Malcolm Turnbull might feel chuffed about his role in establishing The Guardian here, but the news site has struggled to turn a profit.

Former prime minister Malcolm Turnbull. Picture: AAP
Former prime minister Malcolm Turnbull. Picture: AAP

Millionaire former prime minister Malcolm Turnbull might feel chuffed about his newly revealed role in establishing The Guardian in Australia, but the left-wing news site has struggled since day one to turn a profit.

Since its first digital edition at the end of May 2013, thanks to the financial backing of entrepreneur Graeme Wood, founder of travel website wotif, The Guardian Australia has notched up $26.m in total losses over its seven years of operation.

An analysis by Media of the ­financial results of the media outlet’s local company GNM Australia since 2013 financial year reveal the now Lenore Taylor-led ­masthead has managed to grow sales revenue each year since it began for total sales receipts of $62m.

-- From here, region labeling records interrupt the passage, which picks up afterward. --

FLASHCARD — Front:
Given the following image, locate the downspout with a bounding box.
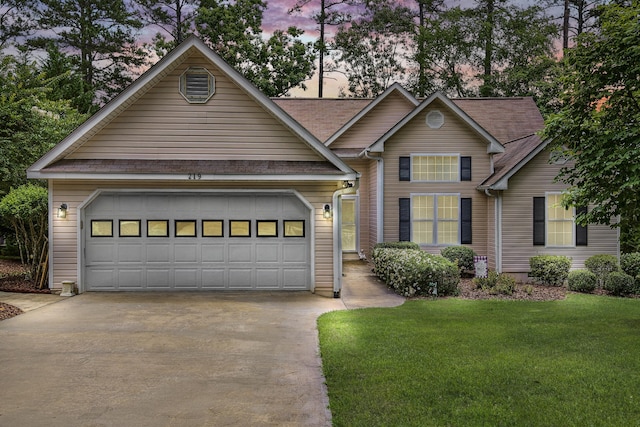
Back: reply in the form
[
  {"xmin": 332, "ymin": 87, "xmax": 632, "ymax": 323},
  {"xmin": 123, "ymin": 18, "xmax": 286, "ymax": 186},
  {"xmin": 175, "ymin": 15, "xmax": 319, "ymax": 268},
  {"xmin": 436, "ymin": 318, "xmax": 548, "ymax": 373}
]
[
  {"xmin": 484, "ymin": 188, "xmax": 502, "ymax": 273},
  {"xmin": 364, "ymin": 150, "xmax": 384, "ymax": 243},
  {"xmin": 332, "ymin": 178, "xmax": 360, "ymax": 298}
]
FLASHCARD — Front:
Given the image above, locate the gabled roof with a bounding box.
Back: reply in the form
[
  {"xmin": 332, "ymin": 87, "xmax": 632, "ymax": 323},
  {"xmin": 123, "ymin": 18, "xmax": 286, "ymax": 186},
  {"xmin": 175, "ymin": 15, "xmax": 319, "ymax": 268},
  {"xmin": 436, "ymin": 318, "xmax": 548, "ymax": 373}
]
[
  {"xmin": 478, "ymin": 134, "xmax": 549, "ymax": 190},
  {"xmin": 325, "ymin": 83, "xmax": 420, "ymax": 146},
  {"xmin": 272, "ymin": 98, "xmax": 373, "ymax": 142},
  {"xmin": 452, "ymin": 97, "xmax": 544, "ymax": 144},
  {"xmin": 367, "ymin": 92, "xmax": 504, "ymax": 153},
  {"xmin": 27, "ymin": 37, "xmax": 356, "ymax": 179}
]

However, profit has been much harder to come by, with GNM recording a loss in four out of its seven years.

The local group’s first financial accounts noted Mr Wood’s initial financial support was provided as “an arm’s-length relationship, having no say in editorial matters or operational decisions”.

Accounts reveal that in its first full year of operations The Guardian Australia generated sales revenue of $3.8m, but a net loss of $6.1m.

Taylor wrote on her online news site recently about how the local edition had come to pass, confirming that Mr Turnbull had a hand in the media outlet’s creation, but she also said “The Guardian Australia owes Malcolm Turnbull thanks — but not favours.”

The former Goldman Sachs investment banker’s role was revealed in his highly anticipated memoir, A Bigger Picture, published by Hardie Grant.

“I suggested to Alan Rusbridger, editor of the UK’s Guardian, that he should establish an Australian edition … we exchanged some rough numbers and he concluded he’d need $20m of underwriting for three years,” Mr Turnbull wrote.

Mr Turnbull wrote that he brokered the $20m deal between Rusbridger and Mr Wood, who was on “the political left” and had been a generous donor to the Greens.

Mr Turnbull did not provide seed funding to The Guardian Australia.

Rather, it is only thanks to the financial support of its British controlling parent, The Scott Trust, that the left-leaning publication has been able to survive.

Lending to the trust’s antipodean publishing offshoot peaked in the 2016 financial year, when borrowings were as high as $32m. In 2018 it had to be repaid, with The Scott Trust swapping its debt for $34m in fresh equity in the local operation, which since July 2018 has been run by managing director Daniel Stinton.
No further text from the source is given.